0004 LLM Caching Strategy
#########################

Status
******
**Provisional**

Context
*******

As the number of AI-powered workflows in the platform grows, so does the volume and
cost of LLM API calls. Repeated or structurally similar requests — such as summarizing
the same content, generating questions for a shared lesson, or running system-prompted
workflows — represent an opportunity for caching to reduce both latency and API spend.

Two distinct caching mechanisms are available through LiteLLM, and they operate at
different layers:

1. **LiteLLM Proxy Response Caching** — LiteLLM intercepts requests and returns a
   previously stored full response when an identical request is detected (same model,
   messages, temperature, etc.). This is a client-side cache from the LLM provider's
   perspective. Supported backends include: in-memory, disk, Redis, S3, GCS, and
   semantic (Qdrant/Redis). Cache behaviour can be controlled per-request using
   ``ttl``, ``s-maxage``, ``no-cache``, ``no-store``, and ``namespace`` parameters.

   **Critical limitation**: This mechanism does **not** support the OpenAI ``/responses``
   API endpoint (``responses`` call type). It only works for ``/chat/completions``,
   ``/completions``, ``/embeddings``, and ``/audio/transcriptions``. Any workflow that
   relies on the Responses API cannot benefit from this cache layer.

2. **Provider-Side Prompt Caching** — The LLM provider (OpenAI, Anthropic, Bedrock,
   Deepseek) caches the KV-tensor computation for the prompt prefix. The API is still
   called, but token processing cost and latency are reduced for cache hits. LiteLLM
   transparently surfaces cache usage through a normalised ``prompt_tokens_details.cached_tokens``
   field in the response.

   Provider behaviour differs:

   * **OpenAI**: Automatic for any prompt with 1,024+ tokens. No code changes needed.
     Optional ``prompt_cache_key`` and ``prompt_cache_retention`` parameters allow
     routing hints and TTL control (``"in_memory"`` ≈ 5–10 min vs ``"24h"``).
   * **Anthropic**: Opt-in.

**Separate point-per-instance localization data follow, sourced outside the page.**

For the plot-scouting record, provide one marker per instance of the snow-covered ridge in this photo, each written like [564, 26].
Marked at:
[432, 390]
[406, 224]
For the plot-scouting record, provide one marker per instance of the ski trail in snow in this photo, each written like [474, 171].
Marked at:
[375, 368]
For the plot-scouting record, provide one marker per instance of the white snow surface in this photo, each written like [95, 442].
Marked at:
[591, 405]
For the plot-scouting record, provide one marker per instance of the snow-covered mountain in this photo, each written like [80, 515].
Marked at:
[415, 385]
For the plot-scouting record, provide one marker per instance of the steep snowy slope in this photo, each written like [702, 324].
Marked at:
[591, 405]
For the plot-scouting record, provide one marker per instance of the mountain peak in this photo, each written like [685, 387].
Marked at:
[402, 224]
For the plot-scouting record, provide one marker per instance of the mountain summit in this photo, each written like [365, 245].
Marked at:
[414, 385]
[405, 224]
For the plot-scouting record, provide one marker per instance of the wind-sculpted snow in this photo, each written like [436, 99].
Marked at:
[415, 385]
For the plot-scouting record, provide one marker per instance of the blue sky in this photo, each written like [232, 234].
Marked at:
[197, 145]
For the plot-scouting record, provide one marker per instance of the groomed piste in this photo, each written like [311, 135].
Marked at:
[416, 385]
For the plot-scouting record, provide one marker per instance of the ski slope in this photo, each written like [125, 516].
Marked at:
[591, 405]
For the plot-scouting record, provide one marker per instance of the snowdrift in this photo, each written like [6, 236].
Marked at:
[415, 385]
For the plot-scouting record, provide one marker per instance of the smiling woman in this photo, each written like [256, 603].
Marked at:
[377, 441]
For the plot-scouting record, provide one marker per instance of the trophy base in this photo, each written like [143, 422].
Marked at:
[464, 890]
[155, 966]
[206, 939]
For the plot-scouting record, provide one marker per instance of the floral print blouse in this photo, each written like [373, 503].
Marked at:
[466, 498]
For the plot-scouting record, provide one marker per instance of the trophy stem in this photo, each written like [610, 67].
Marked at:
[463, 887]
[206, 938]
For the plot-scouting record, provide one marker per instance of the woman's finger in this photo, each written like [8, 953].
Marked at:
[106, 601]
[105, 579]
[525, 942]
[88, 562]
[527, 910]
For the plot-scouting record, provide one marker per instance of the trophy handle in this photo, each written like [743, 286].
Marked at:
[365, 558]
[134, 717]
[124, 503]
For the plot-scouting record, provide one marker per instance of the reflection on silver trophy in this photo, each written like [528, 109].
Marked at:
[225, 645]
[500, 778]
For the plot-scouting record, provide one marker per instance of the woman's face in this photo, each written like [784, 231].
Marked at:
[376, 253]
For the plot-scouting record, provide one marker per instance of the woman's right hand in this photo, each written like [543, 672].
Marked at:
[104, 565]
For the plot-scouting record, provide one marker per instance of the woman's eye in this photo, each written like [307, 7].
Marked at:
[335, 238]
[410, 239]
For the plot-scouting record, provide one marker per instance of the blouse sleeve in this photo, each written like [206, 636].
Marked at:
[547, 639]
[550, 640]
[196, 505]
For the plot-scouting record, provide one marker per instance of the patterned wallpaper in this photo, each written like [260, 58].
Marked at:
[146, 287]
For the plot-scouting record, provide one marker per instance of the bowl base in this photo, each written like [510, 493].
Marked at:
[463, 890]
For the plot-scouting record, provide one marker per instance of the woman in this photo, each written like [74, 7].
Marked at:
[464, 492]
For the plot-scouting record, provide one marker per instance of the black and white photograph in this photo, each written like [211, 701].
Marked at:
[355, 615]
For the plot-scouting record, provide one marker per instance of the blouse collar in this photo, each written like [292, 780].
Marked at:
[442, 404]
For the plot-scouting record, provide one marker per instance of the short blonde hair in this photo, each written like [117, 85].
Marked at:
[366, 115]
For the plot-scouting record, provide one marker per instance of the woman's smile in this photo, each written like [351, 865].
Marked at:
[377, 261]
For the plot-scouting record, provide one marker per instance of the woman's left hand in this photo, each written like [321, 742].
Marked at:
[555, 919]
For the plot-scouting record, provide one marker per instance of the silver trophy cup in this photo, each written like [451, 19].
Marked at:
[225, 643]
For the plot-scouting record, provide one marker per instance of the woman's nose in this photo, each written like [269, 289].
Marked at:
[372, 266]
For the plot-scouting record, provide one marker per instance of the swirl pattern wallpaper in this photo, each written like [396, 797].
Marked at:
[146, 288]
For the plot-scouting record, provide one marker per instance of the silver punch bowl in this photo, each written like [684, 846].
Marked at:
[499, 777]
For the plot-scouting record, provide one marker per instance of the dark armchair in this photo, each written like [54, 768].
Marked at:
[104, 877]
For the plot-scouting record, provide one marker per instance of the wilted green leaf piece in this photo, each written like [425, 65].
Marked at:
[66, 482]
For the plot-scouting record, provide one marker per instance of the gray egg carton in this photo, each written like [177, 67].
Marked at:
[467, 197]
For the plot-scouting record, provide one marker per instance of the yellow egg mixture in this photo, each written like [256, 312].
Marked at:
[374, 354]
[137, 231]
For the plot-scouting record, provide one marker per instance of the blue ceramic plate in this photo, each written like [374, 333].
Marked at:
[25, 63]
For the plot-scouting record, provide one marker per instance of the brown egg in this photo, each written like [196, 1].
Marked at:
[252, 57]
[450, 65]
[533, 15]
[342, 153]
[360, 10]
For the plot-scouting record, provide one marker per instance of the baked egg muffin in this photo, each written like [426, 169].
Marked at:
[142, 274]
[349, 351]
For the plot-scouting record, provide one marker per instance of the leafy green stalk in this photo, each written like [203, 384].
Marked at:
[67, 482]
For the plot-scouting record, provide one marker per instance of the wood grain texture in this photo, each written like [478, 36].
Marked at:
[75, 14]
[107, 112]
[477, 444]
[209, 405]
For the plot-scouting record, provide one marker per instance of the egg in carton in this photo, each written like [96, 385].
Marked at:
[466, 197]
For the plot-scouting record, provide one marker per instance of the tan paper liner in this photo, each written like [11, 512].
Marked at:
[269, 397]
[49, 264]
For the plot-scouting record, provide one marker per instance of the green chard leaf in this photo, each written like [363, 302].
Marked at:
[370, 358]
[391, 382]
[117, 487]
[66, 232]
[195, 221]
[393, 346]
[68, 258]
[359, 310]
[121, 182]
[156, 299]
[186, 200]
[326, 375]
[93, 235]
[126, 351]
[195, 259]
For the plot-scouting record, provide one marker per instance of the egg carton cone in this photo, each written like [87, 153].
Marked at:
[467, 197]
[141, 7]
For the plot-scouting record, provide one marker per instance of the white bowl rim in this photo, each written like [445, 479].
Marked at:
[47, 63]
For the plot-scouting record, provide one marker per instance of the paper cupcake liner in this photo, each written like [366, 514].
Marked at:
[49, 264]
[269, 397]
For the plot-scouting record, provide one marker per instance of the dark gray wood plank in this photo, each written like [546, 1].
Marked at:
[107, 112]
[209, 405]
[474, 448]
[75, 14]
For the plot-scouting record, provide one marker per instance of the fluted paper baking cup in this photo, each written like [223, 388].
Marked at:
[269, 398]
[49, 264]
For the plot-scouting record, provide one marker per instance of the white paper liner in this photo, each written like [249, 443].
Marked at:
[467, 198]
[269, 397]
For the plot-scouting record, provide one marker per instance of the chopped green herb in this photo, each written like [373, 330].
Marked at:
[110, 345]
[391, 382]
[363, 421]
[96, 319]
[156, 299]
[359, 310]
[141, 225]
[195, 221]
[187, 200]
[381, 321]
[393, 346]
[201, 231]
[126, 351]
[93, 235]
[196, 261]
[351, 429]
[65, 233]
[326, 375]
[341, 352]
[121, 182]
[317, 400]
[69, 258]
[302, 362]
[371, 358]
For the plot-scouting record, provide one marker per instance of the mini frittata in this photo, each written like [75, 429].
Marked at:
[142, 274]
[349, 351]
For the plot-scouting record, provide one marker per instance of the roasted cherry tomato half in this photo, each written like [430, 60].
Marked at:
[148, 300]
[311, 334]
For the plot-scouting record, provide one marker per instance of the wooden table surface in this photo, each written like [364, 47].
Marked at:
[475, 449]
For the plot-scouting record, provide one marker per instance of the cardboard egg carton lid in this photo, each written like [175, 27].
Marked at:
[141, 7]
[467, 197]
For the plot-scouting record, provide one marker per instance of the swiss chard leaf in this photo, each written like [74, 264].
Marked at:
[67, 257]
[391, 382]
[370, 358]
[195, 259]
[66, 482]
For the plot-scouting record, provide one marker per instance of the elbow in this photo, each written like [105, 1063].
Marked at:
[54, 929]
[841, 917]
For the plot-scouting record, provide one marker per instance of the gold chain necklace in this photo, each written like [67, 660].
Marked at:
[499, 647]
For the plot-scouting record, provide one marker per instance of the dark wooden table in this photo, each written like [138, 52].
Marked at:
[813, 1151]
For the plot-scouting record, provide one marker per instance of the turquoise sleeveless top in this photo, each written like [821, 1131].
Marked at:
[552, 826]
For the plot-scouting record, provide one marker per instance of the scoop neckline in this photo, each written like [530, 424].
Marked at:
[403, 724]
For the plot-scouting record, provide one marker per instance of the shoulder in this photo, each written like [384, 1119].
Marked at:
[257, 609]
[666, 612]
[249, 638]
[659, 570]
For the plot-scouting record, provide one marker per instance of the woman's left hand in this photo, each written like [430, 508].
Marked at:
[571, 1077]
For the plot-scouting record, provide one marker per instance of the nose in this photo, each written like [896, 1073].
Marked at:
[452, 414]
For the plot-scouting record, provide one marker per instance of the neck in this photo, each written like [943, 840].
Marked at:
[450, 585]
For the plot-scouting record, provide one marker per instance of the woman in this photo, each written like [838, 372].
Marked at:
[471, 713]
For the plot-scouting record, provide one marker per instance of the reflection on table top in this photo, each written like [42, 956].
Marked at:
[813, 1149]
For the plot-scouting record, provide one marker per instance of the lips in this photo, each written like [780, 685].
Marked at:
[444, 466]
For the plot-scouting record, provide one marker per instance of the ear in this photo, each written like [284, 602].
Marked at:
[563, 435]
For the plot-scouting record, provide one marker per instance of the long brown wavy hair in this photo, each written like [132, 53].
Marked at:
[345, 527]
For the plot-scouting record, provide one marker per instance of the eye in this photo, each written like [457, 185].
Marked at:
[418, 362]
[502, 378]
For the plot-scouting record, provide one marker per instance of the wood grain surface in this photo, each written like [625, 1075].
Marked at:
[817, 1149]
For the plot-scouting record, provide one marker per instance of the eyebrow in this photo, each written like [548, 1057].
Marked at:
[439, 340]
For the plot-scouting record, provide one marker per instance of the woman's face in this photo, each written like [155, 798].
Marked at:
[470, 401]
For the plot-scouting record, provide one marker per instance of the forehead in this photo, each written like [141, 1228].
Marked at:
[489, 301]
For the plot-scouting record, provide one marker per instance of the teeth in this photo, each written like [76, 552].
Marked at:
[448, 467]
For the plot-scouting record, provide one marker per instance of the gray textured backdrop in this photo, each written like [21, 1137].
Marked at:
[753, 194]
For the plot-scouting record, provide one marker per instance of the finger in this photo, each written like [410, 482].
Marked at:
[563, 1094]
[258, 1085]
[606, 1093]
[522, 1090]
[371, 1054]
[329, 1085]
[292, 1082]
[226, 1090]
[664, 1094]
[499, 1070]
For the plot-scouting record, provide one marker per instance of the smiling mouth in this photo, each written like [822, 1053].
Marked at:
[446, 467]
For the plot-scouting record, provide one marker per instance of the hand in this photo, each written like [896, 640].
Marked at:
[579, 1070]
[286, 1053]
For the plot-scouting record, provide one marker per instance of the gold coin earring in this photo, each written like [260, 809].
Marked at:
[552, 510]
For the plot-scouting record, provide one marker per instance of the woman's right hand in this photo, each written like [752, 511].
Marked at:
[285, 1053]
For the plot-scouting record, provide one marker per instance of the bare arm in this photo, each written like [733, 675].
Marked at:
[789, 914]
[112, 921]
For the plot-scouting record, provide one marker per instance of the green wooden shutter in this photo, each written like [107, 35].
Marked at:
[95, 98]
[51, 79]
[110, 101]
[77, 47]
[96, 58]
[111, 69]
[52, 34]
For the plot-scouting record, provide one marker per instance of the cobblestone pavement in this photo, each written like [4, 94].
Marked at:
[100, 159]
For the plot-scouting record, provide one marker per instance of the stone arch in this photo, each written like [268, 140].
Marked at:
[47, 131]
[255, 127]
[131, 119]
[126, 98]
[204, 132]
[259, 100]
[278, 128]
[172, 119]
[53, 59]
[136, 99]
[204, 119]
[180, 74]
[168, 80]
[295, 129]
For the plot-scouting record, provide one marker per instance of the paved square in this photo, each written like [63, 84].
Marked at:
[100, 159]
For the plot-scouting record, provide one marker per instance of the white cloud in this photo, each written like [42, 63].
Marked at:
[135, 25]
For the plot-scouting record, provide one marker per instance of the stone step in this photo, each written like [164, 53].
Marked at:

Specific message blocks must be annotated with
     ``"cache_control": {"type": "ephemeral"}``. Anthropic charges for cache-write
     tokens (``cache_creation_input_tokens``) in addition to normal input tokens, so
     it is only cost-effective when the same annotated content is reused across multiple
     requests.
   * **Bedrock / Deepseek**: Follow the same pattern as OpenAI (automatic or opt-in
     depending on the model).

   LiteLLM can automatically inject ``cache_control`` annotations via
   ``cache_control_injection_points`` without requiring application code changes.

The combination of these two mechanisms must be evaluated against the call types
actually used in the platform. Currently several workflows rely on the OpenAI
Responses API, which makes LiteLLM proxy caching unavailable for those paths.

Decision
********

No single caching strategy is adopted globally. Instead, the following approach is
proposed as a baseline to be refined as usage patterns become clearer:

* **Proxy response caching** (Redis-backed) is enabled **only** for call types that
  are compatible with it (``acompletion``, ``atext_completion``, ``aembedding``).
  The ``supported_call_types`` setting in ``cache_params`` must explicitly exclude
  ``responses`` until LiteLLM adds support for that endpoint.

* **Prompt caching** is enabled where possible at the provider level:

  * For OpenAI-backed workflows, no code change is needed beyond ensuring system
    prompts exceed 1,024 tokens or structuring requests so the cacheable prefix is
    long enough.
  * For Anthropic-backed workflows, ``cache_control`` annotations are added to
    large, stable system-prompt blocks. Cost implications (write charges) must be
    assessed per workflow before enabling.
  * LiteLLM's ``cache_control_injection_points`` feature is preferred over manual
    annotation when the system message is the primary caching target.

* Cache TTL defaults to **600 seconds** for proxy caching. Workflows with
  highly dynamic outputs (e.g., chat with real-time context) should set ``no-store``
  on individual requests.

* Cache hits and ``cached_tokens`` values are monitored via LiteLLM's
  ``/cache/ping`` health endpoint and usage objects to validate cost savings.

Consequences
************

* Workflows using ``/chat/completions`` and ``/embeddings`` benefit from full
  response deduplication via Redis, reducing redundant API calls for repeated
  identical requests.
* Workflows using the OpenAI Responses API receive **no** proxy-level caching
  benefit until LiteLLM adds ``responses`` to its supported cache call types.
* Provider-side prompt caching provides latency and cost reductions for large,
  stable system prompts regardless of call type, including the Responses API.
* Enabling Anthropic prompt caching without usage analysis may **increase** costs
  due to cache-write token charges; this must be verified per workflow.
* Introducing Redis as a cache backend adds an infrastructure dependency that
  operators must provision and maintain.